To end with another connection that is made between what is read, seen and heard, at this same time of reading Trías de Bes, I watched an episode of the series 1923 in which Harrison Ford’s character teaches his nephew a lesson after leaving some enemies with ropes around their necks on top of their own horses. According to the character, their survival would depend on the loyalty of the horses and luck, but she hoped that one would live to tell the story so that his enemies would know what can happen to them when they mess with him.
Clearly, Ford’s character has not read (even if it were fictionally possible and not anachronistic) Fernando Trías de Bes, as soon as he began his Different History of the World he claims:
“Envy brought violence; violence brought revenge; revenge brought fear of reprisal; the fear of retaliation brought about the exchange; and exchange brought freedom. These are the foundations, the instincts that began to determine and condition the future of humanity.”

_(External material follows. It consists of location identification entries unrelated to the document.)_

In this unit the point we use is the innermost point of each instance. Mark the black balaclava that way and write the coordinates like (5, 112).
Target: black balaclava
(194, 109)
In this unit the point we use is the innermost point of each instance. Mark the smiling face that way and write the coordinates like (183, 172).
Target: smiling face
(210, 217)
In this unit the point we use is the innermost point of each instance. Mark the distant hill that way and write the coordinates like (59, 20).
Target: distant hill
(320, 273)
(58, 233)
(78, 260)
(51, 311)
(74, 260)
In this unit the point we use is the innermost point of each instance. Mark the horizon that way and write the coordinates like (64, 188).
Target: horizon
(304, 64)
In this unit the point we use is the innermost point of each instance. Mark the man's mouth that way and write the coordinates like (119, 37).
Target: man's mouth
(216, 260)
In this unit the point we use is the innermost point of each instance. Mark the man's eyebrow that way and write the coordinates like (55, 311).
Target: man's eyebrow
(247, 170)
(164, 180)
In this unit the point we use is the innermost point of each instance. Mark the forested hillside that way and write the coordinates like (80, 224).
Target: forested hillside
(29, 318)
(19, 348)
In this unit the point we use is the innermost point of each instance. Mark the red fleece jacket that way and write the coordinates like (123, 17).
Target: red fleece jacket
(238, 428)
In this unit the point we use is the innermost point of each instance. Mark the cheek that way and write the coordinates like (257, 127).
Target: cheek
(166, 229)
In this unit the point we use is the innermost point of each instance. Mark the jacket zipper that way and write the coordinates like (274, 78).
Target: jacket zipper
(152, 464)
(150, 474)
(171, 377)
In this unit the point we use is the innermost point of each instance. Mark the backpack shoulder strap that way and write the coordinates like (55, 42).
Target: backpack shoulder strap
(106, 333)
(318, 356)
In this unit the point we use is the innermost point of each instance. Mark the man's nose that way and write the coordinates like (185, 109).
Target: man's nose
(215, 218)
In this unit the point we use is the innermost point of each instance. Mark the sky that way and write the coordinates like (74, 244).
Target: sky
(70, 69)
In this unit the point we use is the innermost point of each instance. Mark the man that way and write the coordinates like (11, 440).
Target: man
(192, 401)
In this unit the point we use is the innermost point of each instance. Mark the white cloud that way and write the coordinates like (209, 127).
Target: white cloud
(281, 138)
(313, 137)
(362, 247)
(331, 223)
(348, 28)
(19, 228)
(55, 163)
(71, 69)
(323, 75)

I haven’t seen any more episodes yet, but I’m sure the cowboy survivor of that punishment will waste no time in retaliating. If it weren’t like that, we wouldn’t have movies and television series.
Sometimes, given the assertiveness of most of those around me, I worry that I don’t have convictions, but questions. Could being in a permanent state of Socratic ignorance be a path to tolerance? Or is it a path to detachment and relativism? I’m not sure.